Area groups shutting door on invasive species this summer - 2008-07-24
AREA GROUPS SHUTTING DOOR ON INVASIVE SPECIES THIS SUMMER
Stewards block new invaders from infesting Adirondack waterways
CONTACT: Kenneth Aaron, Paul Smith's College, (518) 327-6297
The Adirondacks are renowned for their hospitality – but this summer, several area groups have been hard at work ensuring that some visitors never get here.
Boat inspectors involved with groups including the Watershed Stewardship Program of Paul Smith's College, the Adirondack Park Invasive Plant Program, the Lake George Association and the Lake Champlain Basin Program have stopped dozens of invasive plants and animals from entering area waterways so far this summer. In some cases, stewards prevented species new to the area from infiltrating the water.
Paul Smith's College stewards at Lower Saranac Lake, for example, blocked water chestnut and zebra mussels from making it into the water there. And Lake George Watershed Conference stewards prevented water chestnut clinging to four boats from making it into that lake. Both places are currently free of those invaders – in fact, in nine summers of operation, the Watershed Stewardship Program has never seen water chestnut.
"It's second nature now for motorists to buckle their seatbelts in New York State," said Eric Holmlund, director of the Watershed Stewardship Program, which is part of the college's Adirondack Watershed Institute. "It wasn't always like that. We want it to become second nature for boaters to clean their boats, inspect them for plants and animals and drain their bilge water before launching them into our lakes and rivers."

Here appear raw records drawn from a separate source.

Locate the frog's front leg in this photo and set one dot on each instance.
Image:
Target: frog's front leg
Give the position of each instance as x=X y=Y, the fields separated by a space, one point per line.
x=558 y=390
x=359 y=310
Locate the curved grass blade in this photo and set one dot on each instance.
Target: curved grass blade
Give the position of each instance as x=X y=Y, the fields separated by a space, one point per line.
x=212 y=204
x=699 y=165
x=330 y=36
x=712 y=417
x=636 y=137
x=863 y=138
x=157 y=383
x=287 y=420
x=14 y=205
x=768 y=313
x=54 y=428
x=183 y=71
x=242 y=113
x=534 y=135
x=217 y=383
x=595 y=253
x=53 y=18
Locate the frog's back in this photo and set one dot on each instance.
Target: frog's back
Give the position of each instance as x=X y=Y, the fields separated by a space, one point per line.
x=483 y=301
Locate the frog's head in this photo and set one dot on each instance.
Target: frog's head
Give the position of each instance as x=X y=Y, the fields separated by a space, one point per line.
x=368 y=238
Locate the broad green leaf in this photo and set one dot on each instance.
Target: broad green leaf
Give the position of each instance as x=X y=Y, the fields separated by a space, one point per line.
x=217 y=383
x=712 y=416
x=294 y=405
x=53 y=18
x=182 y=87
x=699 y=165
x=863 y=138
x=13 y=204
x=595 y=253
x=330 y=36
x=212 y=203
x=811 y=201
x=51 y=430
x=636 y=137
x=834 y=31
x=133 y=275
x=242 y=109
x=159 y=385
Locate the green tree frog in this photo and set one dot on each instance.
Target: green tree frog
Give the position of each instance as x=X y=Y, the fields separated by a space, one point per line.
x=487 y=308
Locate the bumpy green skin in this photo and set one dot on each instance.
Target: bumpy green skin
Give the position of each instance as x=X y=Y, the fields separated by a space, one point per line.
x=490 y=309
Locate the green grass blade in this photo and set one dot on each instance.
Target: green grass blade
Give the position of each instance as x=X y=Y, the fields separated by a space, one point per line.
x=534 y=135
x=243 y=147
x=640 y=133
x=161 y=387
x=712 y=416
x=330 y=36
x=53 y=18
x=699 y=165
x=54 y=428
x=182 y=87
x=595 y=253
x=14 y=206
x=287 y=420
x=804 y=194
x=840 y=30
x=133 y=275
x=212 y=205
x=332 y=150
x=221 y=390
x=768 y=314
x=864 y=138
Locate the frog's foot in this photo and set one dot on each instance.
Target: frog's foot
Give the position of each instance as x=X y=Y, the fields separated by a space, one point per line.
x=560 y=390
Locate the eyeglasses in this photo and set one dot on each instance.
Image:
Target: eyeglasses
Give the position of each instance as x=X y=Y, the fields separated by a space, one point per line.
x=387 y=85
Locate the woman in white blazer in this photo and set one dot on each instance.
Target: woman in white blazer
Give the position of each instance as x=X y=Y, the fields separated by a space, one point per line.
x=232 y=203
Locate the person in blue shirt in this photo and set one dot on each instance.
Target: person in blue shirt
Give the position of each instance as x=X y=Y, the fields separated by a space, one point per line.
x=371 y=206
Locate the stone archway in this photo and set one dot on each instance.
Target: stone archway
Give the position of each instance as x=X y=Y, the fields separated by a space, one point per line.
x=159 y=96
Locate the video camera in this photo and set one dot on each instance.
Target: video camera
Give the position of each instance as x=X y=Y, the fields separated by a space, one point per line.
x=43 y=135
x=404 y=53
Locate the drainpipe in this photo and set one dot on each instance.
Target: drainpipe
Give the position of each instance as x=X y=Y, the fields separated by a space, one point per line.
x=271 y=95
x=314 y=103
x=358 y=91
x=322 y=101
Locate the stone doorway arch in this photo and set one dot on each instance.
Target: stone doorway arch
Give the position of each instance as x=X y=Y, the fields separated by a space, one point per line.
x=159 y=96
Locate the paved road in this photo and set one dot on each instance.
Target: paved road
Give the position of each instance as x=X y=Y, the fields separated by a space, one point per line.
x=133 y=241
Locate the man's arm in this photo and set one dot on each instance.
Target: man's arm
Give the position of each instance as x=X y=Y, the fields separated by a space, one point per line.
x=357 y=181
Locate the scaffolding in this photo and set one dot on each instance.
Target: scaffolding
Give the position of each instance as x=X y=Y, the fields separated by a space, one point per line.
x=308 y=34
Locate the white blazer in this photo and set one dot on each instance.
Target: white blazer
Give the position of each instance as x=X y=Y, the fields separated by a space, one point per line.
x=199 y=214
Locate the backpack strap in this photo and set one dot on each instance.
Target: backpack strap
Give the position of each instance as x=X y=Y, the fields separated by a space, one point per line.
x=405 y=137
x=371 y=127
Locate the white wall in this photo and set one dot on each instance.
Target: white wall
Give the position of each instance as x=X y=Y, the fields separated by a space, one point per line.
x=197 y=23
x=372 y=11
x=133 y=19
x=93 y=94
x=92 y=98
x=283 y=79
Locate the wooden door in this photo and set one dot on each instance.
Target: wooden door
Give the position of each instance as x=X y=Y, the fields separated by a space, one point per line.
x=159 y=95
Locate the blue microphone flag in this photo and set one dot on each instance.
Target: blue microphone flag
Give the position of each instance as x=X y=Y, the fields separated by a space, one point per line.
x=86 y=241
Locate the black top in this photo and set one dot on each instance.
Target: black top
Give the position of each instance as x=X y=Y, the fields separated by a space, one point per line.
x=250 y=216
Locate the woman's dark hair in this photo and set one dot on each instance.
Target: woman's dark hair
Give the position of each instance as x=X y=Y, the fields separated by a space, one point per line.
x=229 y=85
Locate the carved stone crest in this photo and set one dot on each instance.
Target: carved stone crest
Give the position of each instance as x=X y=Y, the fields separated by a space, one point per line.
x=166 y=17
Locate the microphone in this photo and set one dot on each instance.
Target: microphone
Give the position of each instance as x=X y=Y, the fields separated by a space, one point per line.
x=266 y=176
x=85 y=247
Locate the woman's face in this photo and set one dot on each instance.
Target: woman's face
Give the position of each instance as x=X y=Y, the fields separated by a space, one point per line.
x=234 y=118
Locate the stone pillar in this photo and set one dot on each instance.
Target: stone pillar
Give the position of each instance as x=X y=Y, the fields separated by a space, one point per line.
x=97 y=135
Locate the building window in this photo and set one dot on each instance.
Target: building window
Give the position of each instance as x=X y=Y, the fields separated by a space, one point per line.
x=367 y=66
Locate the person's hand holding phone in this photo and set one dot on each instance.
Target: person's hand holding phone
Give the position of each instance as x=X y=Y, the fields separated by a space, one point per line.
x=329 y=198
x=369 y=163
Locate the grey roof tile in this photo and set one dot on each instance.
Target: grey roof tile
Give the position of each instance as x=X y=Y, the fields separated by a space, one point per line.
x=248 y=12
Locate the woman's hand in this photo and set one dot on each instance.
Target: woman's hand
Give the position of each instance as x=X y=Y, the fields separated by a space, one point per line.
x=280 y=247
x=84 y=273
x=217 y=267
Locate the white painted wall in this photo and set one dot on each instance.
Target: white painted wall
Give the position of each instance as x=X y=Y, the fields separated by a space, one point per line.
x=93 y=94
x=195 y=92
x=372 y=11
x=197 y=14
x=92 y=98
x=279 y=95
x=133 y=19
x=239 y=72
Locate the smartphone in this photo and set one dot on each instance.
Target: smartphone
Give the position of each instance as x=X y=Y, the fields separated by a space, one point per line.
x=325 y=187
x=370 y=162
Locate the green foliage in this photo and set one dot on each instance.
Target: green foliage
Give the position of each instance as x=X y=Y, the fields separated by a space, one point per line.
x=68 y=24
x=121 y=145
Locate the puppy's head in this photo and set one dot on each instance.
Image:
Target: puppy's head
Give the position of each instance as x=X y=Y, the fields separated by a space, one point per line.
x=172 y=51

From Lake Champlain to Hamilton County, stewards from participating programs examine boats entering and leaving the water and show boat owners how to look for invasives on their own. If spotted, the stewards remove the offending specimens before boaters go on their way.
"Lake associations, municipalities, state agency campground staff, and not-for-profits, among others, are making a real difference in stopping the spread of aquatic invasive species through visual inspections of watercraft in the Adirondack region," said Hilary Oles, director of the Adirondack Park Invasive Plant Program. "The program is one of the most coordinated, far-reaching aquatic spread prevention programs of its kind in the state."
Boaters are left with a simple message, said Meg Modley, aquatic nuisance species coordinator with the Lake Champlain Basin Program: Clean your boat, and don't take mussels, fish or plants from one water body to another. It's just as important to prevent invasives from leaving the water as getting in. "They could have easily been traveling to a smaller Adirondack lake that does not have those species," said Modley, whose program operates at Vermont and New York State access points to Lake Champlain.
The Watershed Stewardship Program started in 2000 on the St. Regis Lake Chain and is now operating on several other area lakes and ponds. The program has also served as a model for the recently begun boat launch programs on Lake Champlain and Lake George, as well as on other lakes in the area. Each year, before boating season begins, all volunteer and paid stewards in the region train at Paul Smith's College to ensure they distribute consistent messages to the public and collect data the same way.
Invasives such as Eurasian watermilfoil, zebra mussels, water chestnut and curly leaf pondweed are an increasingly dangerous threat to both the environmental and economic health of the Adirondacks. Their rapid proliferation kills off native species, can make waterways impassible and hurts tourism and other industries.
One of the most common ways that invasives move from one body of water to
another is by boat. Most of the thousands of boats coming and going from area waters are clean; sometimes, though, invasives manage to latch on to boats. (Of the 1,335 watercraft inspected by the Lake George Association through July 4, for example, 23 invasives were caught.) Public awareness of the problem, however, can help halt the spread of invasives.
"This program is a success, without a doubt," said Walt Lender, executive director of the Lake George Association, which is active at several boat launches and marinas. "Raising awareness of the problem is extremely important not just for Lake George, but for all the lakes in New York."